Page:Scientific Memoirs, Vol. 2 (1841).djvu/204

Let ${\displaystyle V}$ alter by infinitely small but equal steps. A system of surfaces will be produced, dividing space into infinitely thin strata, and the inverse ratio of the thickness of the strata to the intensity of the magnetic force will then hold good not only for different points in one and the same stratum, but also for different strata.

8.

We will now take into consideration the values of ${\displaystyle V}$ on the surface of the earth.
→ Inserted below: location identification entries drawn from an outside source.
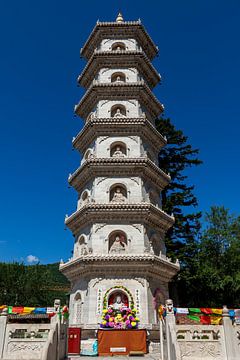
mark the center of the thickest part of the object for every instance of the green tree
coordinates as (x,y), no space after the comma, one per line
(178,197)
(219,258)
(35,285)
(213,277)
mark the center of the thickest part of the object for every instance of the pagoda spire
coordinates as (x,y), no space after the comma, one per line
(119,18)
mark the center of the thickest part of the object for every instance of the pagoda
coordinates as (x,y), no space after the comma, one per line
(119,226)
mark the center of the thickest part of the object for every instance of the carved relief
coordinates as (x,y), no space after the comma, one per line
(138,227)
(134,138)
(25,346)
(100,180)
(201,350)
(136,180)
(99,226)
(103,138)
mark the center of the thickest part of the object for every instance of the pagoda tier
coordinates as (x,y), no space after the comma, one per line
(137,265)
(119,226)
(119,30)
(123,167)
(120,59)
(143,213)
(117,92)
(122,127)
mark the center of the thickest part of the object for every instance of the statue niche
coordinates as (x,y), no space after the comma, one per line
(118,195)
(118,243)
(117,300)
(118,111)
(82,246)
(118,77)
(118,150)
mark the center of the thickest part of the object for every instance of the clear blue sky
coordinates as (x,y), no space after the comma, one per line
(39,64)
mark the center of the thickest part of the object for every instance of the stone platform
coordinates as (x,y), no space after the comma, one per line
(118,357)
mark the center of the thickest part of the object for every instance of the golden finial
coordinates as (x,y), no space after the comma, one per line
(119,18)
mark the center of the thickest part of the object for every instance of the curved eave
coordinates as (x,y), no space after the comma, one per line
(122,127)
(130,213)
(134,264)
(98,167)
(118,91)
(118,59)
(127,29)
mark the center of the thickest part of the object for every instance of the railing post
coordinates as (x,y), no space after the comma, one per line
(170,319)
(3,325)
(230,343)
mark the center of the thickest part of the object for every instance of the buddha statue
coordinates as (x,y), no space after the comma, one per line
(118,152)
(118,113)
(118,246)
(117,302)
(118,196)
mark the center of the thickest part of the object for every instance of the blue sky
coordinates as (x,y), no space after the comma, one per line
(39,64)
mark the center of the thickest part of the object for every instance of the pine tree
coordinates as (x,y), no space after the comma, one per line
(178,197)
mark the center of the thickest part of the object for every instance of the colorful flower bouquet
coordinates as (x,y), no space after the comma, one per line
(123,318)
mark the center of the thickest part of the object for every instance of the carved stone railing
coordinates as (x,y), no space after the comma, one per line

At a point ${\displaystyle P}$ of the earth's surface let ${\displaystyle \psi }$ be the intensity; ${\displaystyle PM}$ the direction of the whole magnetic force; ${\displaystyle \omega }$ the intensity, and ${\displaystyle PN}$ the direction of the force projected on the horizontal plane, or ${\displaystyle PN}$ the direction of the magnetic meridian, meaning thereby the direction indicated by the north pole of the magnetic needle; ${\displaystyle i}$ the angle between ${\displaystyle PM}$ and ${\displaystyle PN}$, or the dip; ${\displaystyle \theta }$, ${\displaystyle t}$, the angles formed by the elementary portion ${\displaystyle d\,s}$ of a line on the surface of the earth and the directions ${\displaystyle PM}$, ${\displaystyle PN}$. Lastly, ${\displaystyle V}$ and ${\displaystyle V+d\,V}$ correspond to the two extremities of ${\displaystyle d\,s}$.

We have consequently

${\displaystyle \cos \theta .=\cos i\cos t,\omega =\psi \cos i.}$

And the equation in Art. V. becomes

${\displaystyle d\,V=\omega \cos t.d\,s}$

If two points on the earth's surface ${\displaystyle P^{0}}$ and ${\displaystyle P'}$, at which ${\displaystyle V}$ has the value of ${\displaystyle V^{0}}$ and ${\displaystyle V'}$, are connected by a line traced on the surface of the earth of which ${\displaystyle d\,s}$ is an indeterminate element, then

${\displaystyle \int \omega \cos t.d\,s=V'-V^{0}}$,

if the integration be extended through the whole line; and it is plain that three corollaries hold good similar to those in Art. VI., namely,

I. That the integral ${\displaystyle \int \omega \cos t.d\,s}$ keeps the same value by whatever path you proceed on the surface of the earth from ${\displaystyle P^{0}}$ to ${\displaystyle P'}$.

II. The integral ${\displaystyle \int \omega \cos t.d\,s}$ throughout the whole length of a closed line on the surface of the earth is always ${\displaystyle =0}$.

III. In such a closed line, unless throughout its course ${\displaystyle t=90^{\circ }}$, a part of the values of ${\displaystyle t}$ must necessarily be acute and a part obtuse.

9.

Propositions I. and II. of the foregoing article (which, pro-